Based on these 15-year observations in our laboratory, we are going to start a novel clinical trial of stereotactic BMSC transplantation for patients with ischemic stroke (RAINBOW trial). In this trial, we will harvest the bone marrow from the patients themselves and expand the autologous BMSCs within 1 month, using allogeneic PL without any animal proteins. Then, we will label the BMSC with SPIO agent and stereotactically inject the BMSCs into the brain adjacent to cerebral infarct. After BMSC transplantation, we will not only monitor neurologic function but also serially track the engrafted SPIO-labeled BMSCs, using MR imaging. 18F-FDG will also be employed to serially visualize the effect of BMSC transplantation on glucose metabolism in the infarct brain. Preliminary data would be reported within 2 years.

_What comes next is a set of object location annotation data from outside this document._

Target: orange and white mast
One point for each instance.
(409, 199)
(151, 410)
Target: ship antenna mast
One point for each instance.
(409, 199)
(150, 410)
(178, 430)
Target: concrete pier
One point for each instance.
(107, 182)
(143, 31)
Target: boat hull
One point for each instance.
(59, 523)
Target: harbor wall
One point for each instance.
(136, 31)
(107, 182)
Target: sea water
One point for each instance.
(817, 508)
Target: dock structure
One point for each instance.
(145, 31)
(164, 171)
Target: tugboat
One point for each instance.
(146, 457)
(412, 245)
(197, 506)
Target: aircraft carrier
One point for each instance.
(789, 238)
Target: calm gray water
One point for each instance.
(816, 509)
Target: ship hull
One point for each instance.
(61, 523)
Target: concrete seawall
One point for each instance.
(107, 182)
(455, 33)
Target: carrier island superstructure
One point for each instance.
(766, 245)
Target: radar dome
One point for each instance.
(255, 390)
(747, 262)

4 Muse Cell Transplantation for Ischemic Stroke

Very recently, Dezawa and co-workers successfully isolated stress-tolerant adult human stem cells from cultured skin fibroblasts and BMSCs. These cells can self-renew, express a set of genes associated with pluripotency, and differentiate into endodermal, ectodermal, and mesodermal cells both in vitro and in vivo. When transplanted into immunodeficient mice by local or intravenous injection, they were integrated into damaged skin, muscle, or liver and differentiated into cytokeratin 14-, dystrophin-, or albumin-positive cells in the respective tissues. Furthermore, they can be efficiently isolated as SSEA-3-positive cells. Unlike authentic ES cells, their proliferation activity is not very high, and they do not form teratoma in immunodeficient mouse testes. The findings are quite attractive, because non-tumorigenic stem cells with the ability to generate the multiple cell types of the three germ layers can be obtained through easily accessible adult human mesenchymal cells without introducing exogenous genes [53]. These cells were named as multilineage-differentiating stress-enduring (Muse) cells. Furthermore, they have proven that Muse cells are a primary source of induced pluripotent stem (iPS) cells in human fibroblasts [54]. The results strongly suggest that a certain subpopulation of BMSCs may have the biological properties of neural differentiation and contribute to regenerate the infarct brain.

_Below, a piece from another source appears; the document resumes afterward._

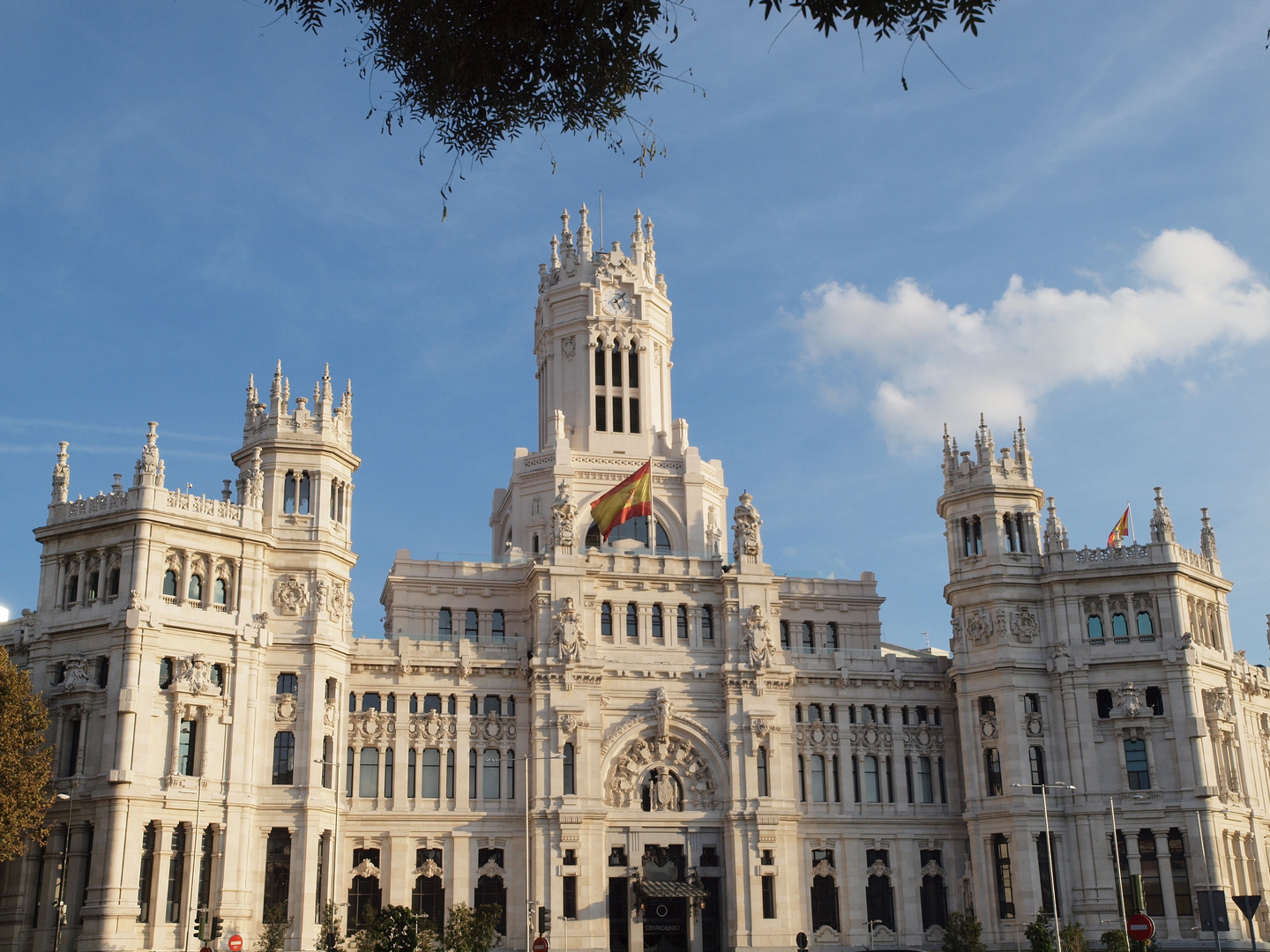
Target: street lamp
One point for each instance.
(1050, 853)
(66, 853)
(528, 854)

Recent studies strongly suggest the possibility of Muse cells as biologically powerful stem cells for patients with ischemic stroke. Thus, they can survive in the infarct brain, differentiate into the neurons, and promote the recovery of motor function when directly engrafted into the murine model of ischemic stroke at clinically relevant timing (7 days) after the insult. A majority of engrafted Muse cells express neuronal markers in the infarct brain at the peri-infarct area [55]. Interestingly, motor function starts to improve at 5 weeks after Muse cell transplantation, which indicate that Muse cell require about 1 month for their migration, differentiation, and integration into the host brain. Furthermore, Muse cells promptly committed to neural/neuronal lineage cells when cocultured with stroke brain slices in vitro and significantly improve motor function when directly injected into the rat brain subjected to middle cerebral artery occlusion at 2 days after the insult [56].

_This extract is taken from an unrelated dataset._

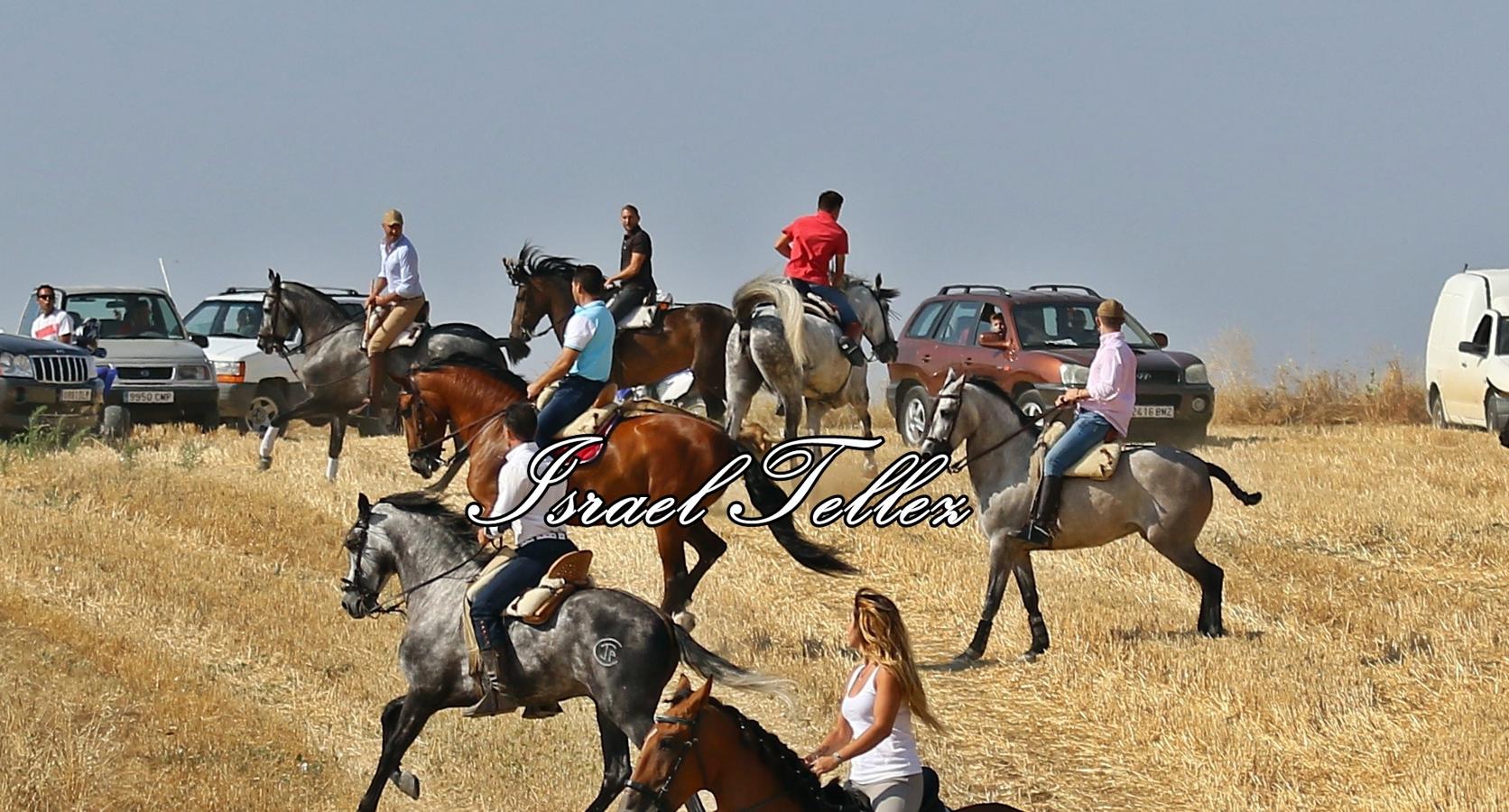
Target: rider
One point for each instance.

Therefore, Muse cells, the unique and promising adult stem cells, are expected available for application into clinical situation for ischemic stroke through further studies.

5 Conclusion

Direct transplantation of BMSCs/Muse cells may be one of promising strategies to promote functional recovery in patients with ischemic stroke in very near future. Further translational approaches would accelerate clinical application of cell therapy for ischemic stroke, using these bone marrow-derived cells.